• JIS News

    The University of the West Indies (UWI) is taking steps to mitigate the reoccurrence of the level of devastation in the region, such as the one which Haiti has experienced, due to the January 12 earthquake.
    The institution intends to do so with a plan to begin offering a course in urban planning. The announcement was made today (July 6) by Vice Chancellor of the University, Professor E. Nigel Harris, during a press conference following talks with leaders of the Caribbean Community (CARICOM), at the 31st Meeting of the Conference of Heads of CARICOM, at the Rose Hall Resort, in St. James.
    Poor building codes and settlement practices have been blamed for the widespread loss of life and infrastructural damage suffered by the French-speaking nation, during and after the quake. Professor Harris noted that, against this background, it was now necessary to ensure that a systematic approach was taken going forward.

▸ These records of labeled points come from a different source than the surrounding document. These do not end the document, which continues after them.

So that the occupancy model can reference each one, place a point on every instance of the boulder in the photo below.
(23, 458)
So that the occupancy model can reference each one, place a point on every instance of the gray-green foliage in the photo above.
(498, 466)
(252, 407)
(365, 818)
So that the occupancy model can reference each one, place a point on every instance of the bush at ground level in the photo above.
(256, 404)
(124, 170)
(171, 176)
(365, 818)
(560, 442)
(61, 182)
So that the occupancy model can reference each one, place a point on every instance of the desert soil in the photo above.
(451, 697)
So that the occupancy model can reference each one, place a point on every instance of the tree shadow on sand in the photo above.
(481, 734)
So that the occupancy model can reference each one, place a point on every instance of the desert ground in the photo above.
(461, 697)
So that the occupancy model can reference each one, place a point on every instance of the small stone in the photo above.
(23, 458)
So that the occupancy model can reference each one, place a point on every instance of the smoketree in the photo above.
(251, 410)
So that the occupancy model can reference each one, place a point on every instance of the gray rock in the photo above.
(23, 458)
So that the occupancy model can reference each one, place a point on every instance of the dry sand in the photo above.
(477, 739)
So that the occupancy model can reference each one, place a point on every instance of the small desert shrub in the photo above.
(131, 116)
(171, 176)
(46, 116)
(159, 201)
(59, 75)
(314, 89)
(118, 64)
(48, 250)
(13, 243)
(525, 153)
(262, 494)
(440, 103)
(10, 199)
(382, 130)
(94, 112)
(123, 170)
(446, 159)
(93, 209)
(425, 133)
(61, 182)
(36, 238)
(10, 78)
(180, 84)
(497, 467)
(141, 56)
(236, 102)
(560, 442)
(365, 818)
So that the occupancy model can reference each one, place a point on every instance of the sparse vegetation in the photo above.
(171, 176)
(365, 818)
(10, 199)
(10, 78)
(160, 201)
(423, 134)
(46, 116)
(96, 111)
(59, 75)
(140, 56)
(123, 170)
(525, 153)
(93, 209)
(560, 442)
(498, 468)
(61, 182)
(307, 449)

    “We are reviving a master’s degree and I hope even diploma level programme in urbanisation and settlements, and of course (there is) no need to tell you why urban planning and of course planning of settlements becomes so very important and the need not for outside people to be doing this,” the Vice Chancellor told journalists.
    He said the UWI was already involved in a reforestation project in Haiti and would be further intensifying these efforts. He noted that this is an area around which the institution could develop teaching programmes and research.
    Professor Harris also updated the media on some of the initiatives the UWI had previously announced, such as the placing of some 200 final-year Haitian students. He informed that the selection process was currently underway in Haiti for the students to begin in the first semester of the next school year.
    However, Professor Harris said the University was still ironing out issues related to the funding of the initiative.
    “When we bring the students to the University, we will waive tuition and fees, but the truth is that we are going to have to look for assistance either from governments, multilateral agencies or the private sector to support some of their living expenses and things like books, et cetera,” he explained.
    The UWI is also moving ahead with plans to revitalise the Haiti’s tertiary education sector, with a proposal to deliver distance education programmes to students in there. Professor Harris said the institution was currently in talks with its multilateral partners to find ways to establish the infrastructure for the delivery of these services, since electricity and Internet connection were affected by the earthquake.